以上のことより、今回挙げた2つのデバイスはSSIの予防に効果的であるとは言えない。しかし、SSI発生率を減少させる傾向は示しているので、使用を考慮してもよいかもしれない。今後、冠動脈バイパス術以外の手術における効果や、デバイスを使用することによる有害事象の発生率、リスクが高い人のSSI発生率を下げるかどうかなどを調べることで、これらのデバイスの使用にメリットがあるかが分かるだろう。
【参考文献】
1)青木 眞(2015)『レジデントのための感染症診療マニュアル 第3版』 医学書院
2)Christoph Schimmer.(2016). Prevention of surgical site sternal infections in cardiac surgery: a two-centre prospective randomized controlled study. European Journal of Cardio-Thoracic Surgery. 10.1093/ejcts/ezw225
3)RESORBAhttp://www.resorba.com/index.php/en/hemostasis-antibiotic-protection/genta-coll-resorb.html (閲覧日:2016年10月26日)

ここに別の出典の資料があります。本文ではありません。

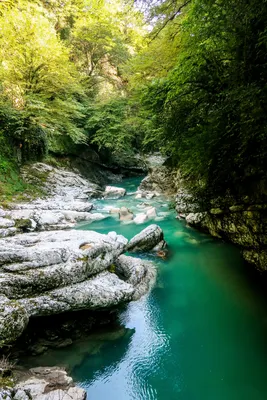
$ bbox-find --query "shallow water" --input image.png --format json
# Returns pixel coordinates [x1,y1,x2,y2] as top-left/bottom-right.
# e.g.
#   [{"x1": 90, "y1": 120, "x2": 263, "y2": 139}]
[{"x1": 30, "y1": 178, "x2": 267, "y2": 400}]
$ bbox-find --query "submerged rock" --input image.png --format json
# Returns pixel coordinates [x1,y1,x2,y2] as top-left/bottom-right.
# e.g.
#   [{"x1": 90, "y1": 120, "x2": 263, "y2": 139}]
[
  {"x1": 103, "y1": 186, "x2": 126, "y2": 199},
  {"x1": 133, "y1": 213, "x2": 148, "y2": 224},
  {"x1": 12, "y1": 367, "x2": 86, "y2": 400},
  {"x1": 116, "y1": 254, "x2": 157, "y2": 300},
  {"x1": 127, "y1": 225, "x2": 163, "y2": 252},
  {"x1": 119, "y1": 207, "x2": 134, "y2": 221}
]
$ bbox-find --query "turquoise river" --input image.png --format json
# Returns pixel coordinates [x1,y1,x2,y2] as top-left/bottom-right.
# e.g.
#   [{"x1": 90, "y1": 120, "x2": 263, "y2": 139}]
[{"x1": 25, "y1": 178, "x2": 267, "y2": 400}]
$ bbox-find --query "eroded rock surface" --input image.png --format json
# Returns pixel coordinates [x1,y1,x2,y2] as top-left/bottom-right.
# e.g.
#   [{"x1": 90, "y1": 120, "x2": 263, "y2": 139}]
[
  {"x1": 127, "y1": 224, "x2": 163, "y2": 252},
  {"x1": 0, "y1": 163, "x2": 106, "y2": 237},
  {"x1": 0, "y1": 367, "x2": 86, "y2": 400},
  {"x1": 0, "y1": 225, "x2": 160, "y2": 345}
]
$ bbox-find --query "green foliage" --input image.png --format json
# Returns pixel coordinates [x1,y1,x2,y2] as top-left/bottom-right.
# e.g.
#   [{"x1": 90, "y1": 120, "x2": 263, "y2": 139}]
[
  {"x1": 85, "y1": 97, "x2": 148, "y2": 152},
  {"x1": 135, "y1": 0, "x2": 267, "y2": 197}
]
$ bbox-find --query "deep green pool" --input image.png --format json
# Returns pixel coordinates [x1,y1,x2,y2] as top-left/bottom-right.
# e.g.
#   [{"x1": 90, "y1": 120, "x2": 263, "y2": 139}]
[{"x1": 31, "y1": 179, "x2": 267, "y2": 400}]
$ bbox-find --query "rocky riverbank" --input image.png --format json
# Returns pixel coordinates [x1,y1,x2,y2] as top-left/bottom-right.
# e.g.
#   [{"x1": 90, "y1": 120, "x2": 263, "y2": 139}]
[
  {"x1": 0, "y1": 163, "x2": 165, "y2": 400},
  {"x1": 0, "y1": 163, "x2": 163, "y2": 347},
  {"x1": 0, "y1": 367, "x2": 86, "y2": 400}
]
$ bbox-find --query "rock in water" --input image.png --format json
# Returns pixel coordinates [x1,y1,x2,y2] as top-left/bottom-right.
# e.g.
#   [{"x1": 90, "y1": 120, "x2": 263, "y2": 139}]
[
  {"x1": 104, "y1": 186, "x2": 126, "y2": 199},
  {"x1": 12, "y1": 367, "x2": 86, "y2": 400},
  {"x1": 119, "y1": 207, "x2": 134, "y2": 221},
  {"x1": 0, "y1": 230, "x2": 155, "y2": 347},
  {"x1": 146, "y1": 207, "x2": 157, "y2": 219},
  {"x1": 127, "y1": 225, "x2": 163, "y2": 252},
  {"x1": 116, "y1": 254, "x2": 157, "y2": 300},
  {"x1": 133, "y1": 213, "x2": 148, "y2": 224}
]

4)HYLYARDhttp://www.halyardhealth.com/solutions/surgical-solutions/integuseal-microbial-sealant.aspx (閲覧日:2016年10月26日)
寸評:テーマの着眼点はよいですし、良い論文も見つけてきました。ただ、結論が若干弱いです。「統計的有意差がでない」ことが一体何を意味しているのか、根源的な議論をすればベターだったでしょう。レポートを書くときは分かりやすい結論に逃げずに、徹底的に思考することが必要で、神戸大に限らず日本の医学生は徹底的に考える訓練が足りません(我々教員の責任でもありますが)。